Vivi
quarenta anos de um regime autocrático que, por ser assim, me desagradava e
outros tantos levo vividos desta democracia que, pelos resultados a que
conduziu, frustrou as esperanças que eu tinha numa liberdade que soltasse as
mentes fulgurantes que julgava castradas por uma censura odiosa e desinibisse
os génios brilhantes aos quais a rigidez do regime tolhia a criatividade.
A
realidade, porém, não me mostrou, para além da liberdade de expressão que à
dignidade humana é devida, muito mais do que o voluntarismo bem-intencionado de
alguns e o oportunismo dissimulado de muitos, talvez o que leva Soares a
considerar “ignorantes e idiotas” e indignos de governar os que dele discordem
no modo de pensar e de fazer as coisas, o que não é, de todo, o que se espera
de uma democracia que respeita o pluralismo, tem regras para fazer as coisas e
onde a sapiência arrogante não faz qualquer sentido.
Não
posso sentir-me feliz entre tanta gente que feliz se não sente também, como
deduzo das queixas que grita, decerto porque, tal como eu, esperava mais e
diferente de um novo regime que prometia a cura de todos os males dos quais
julgávamos sofrer.
Esquecemos,
talvez, a nossa quota-parte no esforço em prol do bem comum e da vida melhor
que pretendíamos alcançar, assim como os riscos próprios da liberdade quando
não é usada com os melhores propósitos.
Apesar
dos avanços tecnológicos dos quais, ao longo deste tempo, me dei conta, ou
talvez por causa deles, não sinto que certos “confortos” me proporcionem uma
vida melhor do que a que por meu esforço apenas consegui, sem esperar que
outros ou o Estado fizessem o que apenas a mim competia fazer.
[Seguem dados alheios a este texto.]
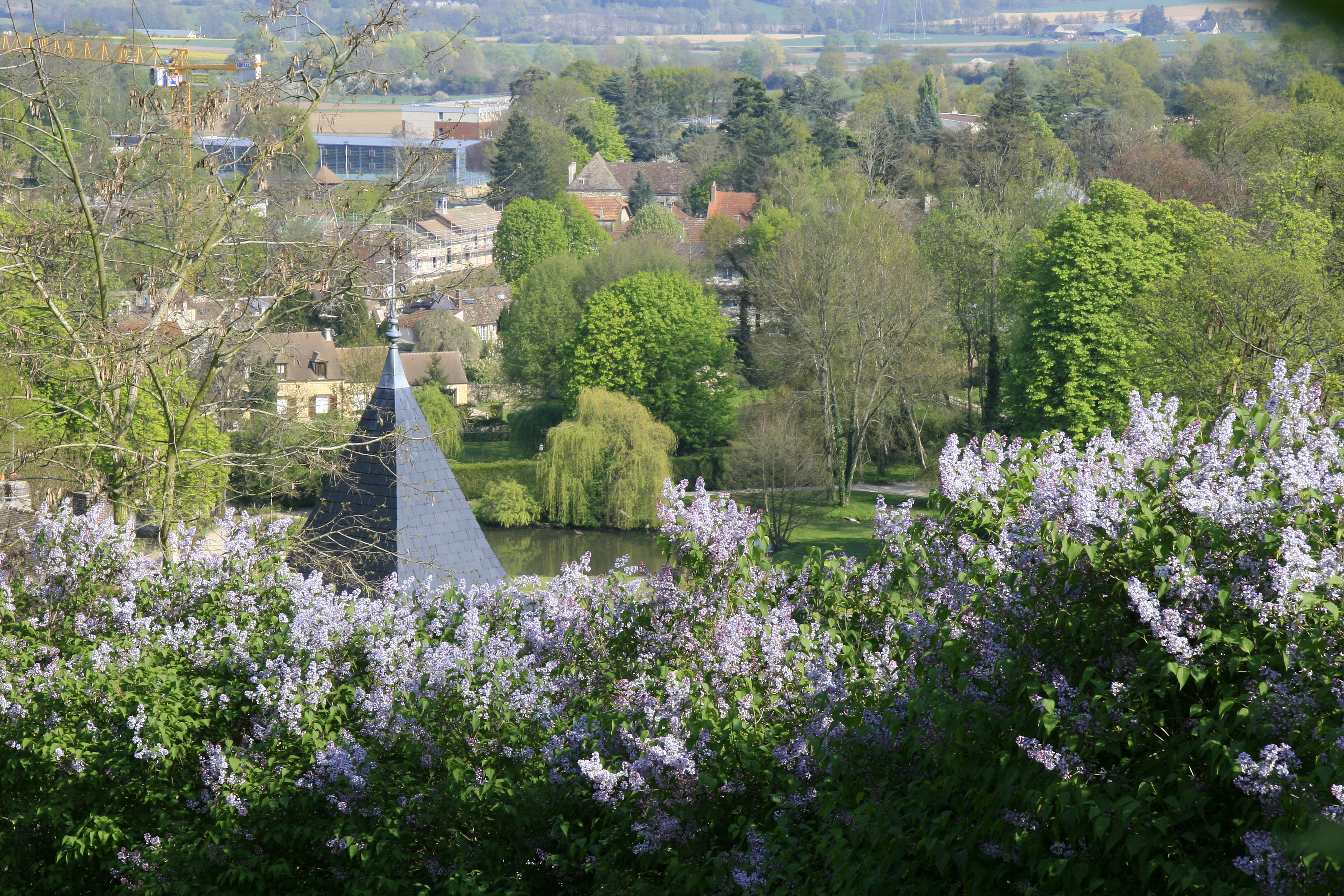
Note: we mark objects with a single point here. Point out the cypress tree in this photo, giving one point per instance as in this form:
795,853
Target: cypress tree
642,194
1011,102
517,170
928,123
Uma atitude diferente
da que vejo nas razões de algumas greves quando não defendem claros direitos
legítimos mas sim obscuros interesses de grupos, de ideologias ou de classes
como, para mal de todos nós, por vezes demais acontece.
É
uma sensação estranha de tempo e de esforços perdidos a que me inspira a
leitura de uma afirmação atribuída a Marcelo Caetano que, em meu juízo, não
pode ser ilibado das consequências da sua própria “profecia”: “em poucas
décadas estaremos reduzidos à indigência, ou seja, à caridade de outras nações
(…..) veremos alçados ao poder analfabetos, meninos mimados, escroques…”.
Parece
existir, por parte de Soares, uma certa concordância com Marcelo na avaliação
que faz dos nossos governantes. Não sei se tal justifica as desgraças que a
“profecia” apontou e nem me fica claro se Soares pretende considerar-se a
excepção neste Portugal há tanto tempo tão mal conduzido.